MIT is at it again. After developing the RoboCycle robot, capable of sorting out trash by touch alone, researchers want to get robots to predict how different items and liquids will react to their touch.
It’s well-known that robots have a hard time grabbing delicate items and cannot tell fragile objects or liquids from solid state ones – most of the time, their approximations fall short and the robots end up squishing or destroying them altogether.
As it has been the case before, the researchers developed a ‘learning-based’ simulation system that should, in theory, help the robots work their way around the objects they are supposed to interact with. This particle simulation is not very different from the way we humans learn to grip by intuition.
“Humans have an intuitive physics model in our heads, where we can imagine how an object will behave if we push or squeeze it. Based on this intuitive model, humans can accomplish amazing manipulation tasks that are far beyond the reach of current robots,” graduate student in the Computer Science and Artificial Intelligence Laboratory (CSAIL) said “We want to build this type of intuitive model for robots to enable them to do what humans can do.”

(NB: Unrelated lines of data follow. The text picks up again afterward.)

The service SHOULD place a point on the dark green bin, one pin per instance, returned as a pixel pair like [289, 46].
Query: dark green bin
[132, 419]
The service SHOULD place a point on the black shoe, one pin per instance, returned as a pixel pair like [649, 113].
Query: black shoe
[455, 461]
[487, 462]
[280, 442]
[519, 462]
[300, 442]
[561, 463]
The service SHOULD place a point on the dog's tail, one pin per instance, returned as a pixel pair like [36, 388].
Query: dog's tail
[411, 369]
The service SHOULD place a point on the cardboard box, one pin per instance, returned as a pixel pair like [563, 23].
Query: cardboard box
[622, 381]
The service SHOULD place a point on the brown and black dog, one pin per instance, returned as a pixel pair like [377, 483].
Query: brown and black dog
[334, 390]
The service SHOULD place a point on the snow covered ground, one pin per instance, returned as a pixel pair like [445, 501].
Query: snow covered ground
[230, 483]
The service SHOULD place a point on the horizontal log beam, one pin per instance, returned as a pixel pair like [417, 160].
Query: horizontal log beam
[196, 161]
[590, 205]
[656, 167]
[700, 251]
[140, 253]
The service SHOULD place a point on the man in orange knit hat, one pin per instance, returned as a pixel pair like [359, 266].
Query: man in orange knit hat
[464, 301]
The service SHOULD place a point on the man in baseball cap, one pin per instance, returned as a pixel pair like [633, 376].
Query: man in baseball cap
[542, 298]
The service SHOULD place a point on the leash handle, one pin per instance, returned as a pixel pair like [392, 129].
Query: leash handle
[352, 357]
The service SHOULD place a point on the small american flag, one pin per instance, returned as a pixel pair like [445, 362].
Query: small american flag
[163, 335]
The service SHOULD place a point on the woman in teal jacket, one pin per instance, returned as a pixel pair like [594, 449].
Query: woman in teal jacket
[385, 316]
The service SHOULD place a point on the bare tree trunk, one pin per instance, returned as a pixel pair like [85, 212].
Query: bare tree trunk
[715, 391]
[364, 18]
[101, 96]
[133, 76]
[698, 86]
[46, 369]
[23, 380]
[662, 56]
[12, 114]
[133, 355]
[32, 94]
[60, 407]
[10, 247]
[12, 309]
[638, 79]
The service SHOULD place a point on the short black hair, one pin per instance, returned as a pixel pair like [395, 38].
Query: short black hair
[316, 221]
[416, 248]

The researchers created a two-fingered robot called RiceGrip and tasked it to put a foam into a certain shape. The robot used a depth camera and object recognition to ‘understand’ what the foam is and eventually identified it as a deformable material; it added edges between its particles and reconstructed them into a ‘dynamic graph customized for deformable materials.’
Because it went through all the simulations, RiceGrip had a solid idea of how a touch would affect the particles it identified as being the foam. When the particles did not align, an error signal was sent to the model, which, in turn changed the way the model interacted with the material in order to better match the actual physics of it.
The robot won’t be making sushi any time soon but the researchers are working on it in order to help RiceGrip and other robots out there be more capable of predicting interactions in scenarios they might not have complete control over or about which they only have partial information on.
One example was given in the case of a pile of boxes. In the future, the team hopes that the robot will be able to know how the boxes will move and fall when pushed, even if it cannot see the hidden boxes, just the ones on the surface.
“You’re dealing with these cases all the time where there’s only partial information,” Jiajun Wu, a CSAIL graduate student and co-author of the particle simulator paper said “We’re extending our model to learn the dynamics of all particles, while only seeing a small portion.”